# OK to overlap dye sub when item is bigger than press?



## Tufflaw (Oct 4, 2008)

So, I have a 15x15 heat press but I have an item which is larger than 15" that I want to sub - I was thinking of pressing most of it, then pressing the portion that I didn't get - obviously there's going to be some overlap. As long as it's a solid color, would there be any problem with pressing the same area twice? Would it be darker, for example? Thanks!


----------



## Max Dos (Aug 28, 2010)

This are the kind of things you just have to give a shot. Will it be noticeable on the end? Probably. Some darker tones on the union, maybe some shifting. But if you do it right, and don't scorch the fabric, only the most perceptive of your customers will notice. And some fellow sublimators too.

We've done a lot of experiments because we don't have all the resources we need. Many times we fail. Some we win. Give it a shot and show us how it went.

Good luck!


----------



## skdave (Apr 11, 2008)

Pretty hard to do. Overlap and the area will be darker.


----------



## charles95405 (Feb 1, 2007)

I sort of agree with the others...you can do it but the end result will probably not be commercially viable.


----------



## Tufflaw (Oct 4, 2008)

Thanks for the comments, I guess I'll just give it a shot but looks like I can't do all over prints on it then.


----------



## Max Dos (Aug 28, 2010)

You can't do all over with a 15 X 15! I thought you just wanted to print a 20 inch graphic, or the like.

I still think you can do 1 successful overlap per shirt (I've done it) but not 8 required for a full cover. But even to get to 1 good looking overlap, you'll have to waste a couple of shirts. Education has a cost.


----------



## Tufflaw (Oct 4, 2008)

Max Dos said:


> You can't do all over with a 15 X 15! I thought you just wanted to print a 20 inch graphic, or the like.
> 
> I still think you can do 1 successful overlap per shirt (I've done it) but not 8 required for a full cover. But even to get to 1 good looking overlap, you'll have to waste a couple of shirts. Education has a cost.


Actually not a shirt, I got some of the socks that Dave talked about in another thread, they look great but I didn't realize they were 19 inches long, so I was hoping to be able to do something with them.


----------



## pisquee (Jan 8, 2012)

Doing this is called patching.
As other have mentioned, it is tricky but possible. Takes practise to do it well, and better results can be gained with a press that has even temp and pressure across the platen. Using tacky sublimation paper, or heat resistant non permanent contact adhesive also helps.


----------



## Tufflaw (Oct 4, 2008)

pisquee said:


> Doing this is called patching.
> As other have mentioned, it is tricky but possible. Takes practise to do it well, and better results can be gained with a press that has even temp and pressure across the platen.
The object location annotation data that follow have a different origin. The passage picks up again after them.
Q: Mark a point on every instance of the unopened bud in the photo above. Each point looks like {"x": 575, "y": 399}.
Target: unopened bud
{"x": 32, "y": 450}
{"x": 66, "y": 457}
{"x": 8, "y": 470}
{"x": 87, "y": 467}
Using tacky sublimation paper, or heat resistant non permanent contact adhesive also helps.


I have heat tape as well as the prospray stuff, how would you suggest I do this?


----------



## skdave (Apr 11, 2008)

16x20 min to print socks in most cases


----------



## uncletee (Feb 25, 2007)

we are doing some bandana's 20x20 my printer only 13x19 heat press 16x20. As for the artwork we match up gradients/or solid colors with a white border between. We love our DK-s20 16x20, good luck uncletee, message me If you need.


----------



## Fulldye1 (Dec 7, 2011)

Hey Dave did you get your polo's. They looked Sharp.


----------